I bring ideas to life by jumping in with two feet, and I encourage my employees to do the same. Have an idea? Test it out. We learn the most from doing, so I try not to second guess myself.
What’s one trend that excites you?
I’m really excited about the smart mirrors coming to stores. I believe it will be a great way to teach our in store customers how cute and efficient our online platform, plus it might free up the dressing rooms.
What is one habit of yours that makes you more productive as an entrepreneur?
I touched on this before but I’m a great delegator. Learning to let go of tasks that I know my employees can handle has really helped me stay productive and focus on working on the business rather than in it.
What advice would you give your younger self?
Hire a team as soon as you can afford to take on employees. I think for all business owners when you’re just getting started it’s not an option financially. So, you end up taking the huge task of running a company on yourself. For me, I got used this kind of work.

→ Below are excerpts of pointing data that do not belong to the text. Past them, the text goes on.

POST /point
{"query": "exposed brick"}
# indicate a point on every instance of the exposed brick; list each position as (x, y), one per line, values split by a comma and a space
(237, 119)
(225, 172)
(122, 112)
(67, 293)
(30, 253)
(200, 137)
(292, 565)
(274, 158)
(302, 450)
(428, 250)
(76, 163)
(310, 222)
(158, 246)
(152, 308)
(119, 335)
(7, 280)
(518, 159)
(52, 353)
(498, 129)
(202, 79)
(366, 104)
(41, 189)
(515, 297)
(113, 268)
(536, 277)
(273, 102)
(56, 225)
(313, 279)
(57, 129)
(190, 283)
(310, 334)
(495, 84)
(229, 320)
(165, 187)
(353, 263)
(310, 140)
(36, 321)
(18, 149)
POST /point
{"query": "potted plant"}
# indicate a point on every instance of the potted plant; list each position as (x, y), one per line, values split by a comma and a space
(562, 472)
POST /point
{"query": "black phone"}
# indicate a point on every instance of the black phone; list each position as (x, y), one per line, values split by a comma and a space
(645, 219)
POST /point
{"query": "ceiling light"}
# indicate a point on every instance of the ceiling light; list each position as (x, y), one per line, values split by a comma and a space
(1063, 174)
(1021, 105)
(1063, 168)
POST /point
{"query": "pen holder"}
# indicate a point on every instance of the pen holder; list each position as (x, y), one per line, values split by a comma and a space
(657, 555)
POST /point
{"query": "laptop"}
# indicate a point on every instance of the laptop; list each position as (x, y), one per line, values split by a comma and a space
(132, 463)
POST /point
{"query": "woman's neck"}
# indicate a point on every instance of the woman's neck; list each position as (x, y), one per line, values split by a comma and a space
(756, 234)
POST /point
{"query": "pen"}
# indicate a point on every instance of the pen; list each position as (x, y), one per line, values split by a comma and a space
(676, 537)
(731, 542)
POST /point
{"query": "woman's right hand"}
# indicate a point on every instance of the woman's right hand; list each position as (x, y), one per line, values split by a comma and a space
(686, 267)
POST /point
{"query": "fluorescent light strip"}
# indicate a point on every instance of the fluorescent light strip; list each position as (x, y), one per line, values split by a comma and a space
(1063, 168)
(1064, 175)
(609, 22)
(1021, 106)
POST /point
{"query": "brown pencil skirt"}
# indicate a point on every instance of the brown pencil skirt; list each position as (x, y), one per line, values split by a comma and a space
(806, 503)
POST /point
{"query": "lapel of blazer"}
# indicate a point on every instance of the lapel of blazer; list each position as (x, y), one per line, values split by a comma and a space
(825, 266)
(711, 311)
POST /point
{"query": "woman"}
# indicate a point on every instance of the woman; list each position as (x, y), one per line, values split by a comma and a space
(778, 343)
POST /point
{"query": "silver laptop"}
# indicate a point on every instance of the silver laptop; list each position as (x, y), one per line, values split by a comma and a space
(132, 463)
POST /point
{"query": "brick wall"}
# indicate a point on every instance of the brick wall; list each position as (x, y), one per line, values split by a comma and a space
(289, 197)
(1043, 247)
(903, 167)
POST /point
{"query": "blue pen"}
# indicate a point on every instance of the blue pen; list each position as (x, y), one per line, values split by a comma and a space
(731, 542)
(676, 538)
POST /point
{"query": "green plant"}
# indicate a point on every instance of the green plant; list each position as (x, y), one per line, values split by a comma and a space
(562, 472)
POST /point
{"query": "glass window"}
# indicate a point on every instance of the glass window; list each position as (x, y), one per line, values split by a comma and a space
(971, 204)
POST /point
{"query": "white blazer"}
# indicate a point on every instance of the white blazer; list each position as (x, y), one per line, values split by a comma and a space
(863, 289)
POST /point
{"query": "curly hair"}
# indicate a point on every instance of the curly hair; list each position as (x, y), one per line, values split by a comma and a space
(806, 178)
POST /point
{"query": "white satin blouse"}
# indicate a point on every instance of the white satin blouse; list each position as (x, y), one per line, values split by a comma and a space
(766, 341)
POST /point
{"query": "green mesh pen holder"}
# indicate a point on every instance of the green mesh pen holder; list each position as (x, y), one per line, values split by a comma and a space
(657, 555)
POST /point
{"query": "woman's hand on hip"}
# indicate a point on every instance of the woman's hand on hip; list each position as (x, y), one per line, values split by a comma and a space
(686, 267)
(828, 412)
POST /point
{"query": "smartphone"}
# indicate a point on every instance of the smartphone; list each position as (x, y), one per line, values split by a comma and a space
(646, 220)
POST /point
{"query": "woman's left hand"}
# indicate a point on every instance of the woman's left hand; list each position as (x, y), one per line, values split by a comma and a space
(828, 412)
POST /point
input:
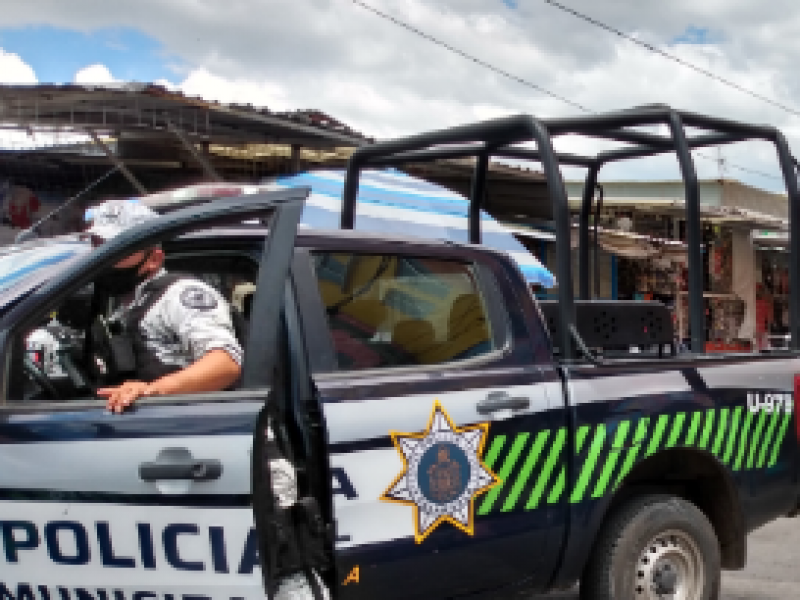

I loved having my hand in every part of the business so even once I could afford to hire, I didn’t. I was working days, evenings, and weekends and was on the brink of burn-out before I hired my first full-time staffer.
Tell us something that’s true that almost nobody agrees with you on.
Most people probably doubt the power of a cute outfit, but I truly believe that you are more confident when you feel great about your appearance.
As an entrepreneur, what is the one thing you do over and over and recommend everyone else do?
Save your money when you are ahead, you might need it later to continue growth or expand.
What is one strategy that has helped you grow your business?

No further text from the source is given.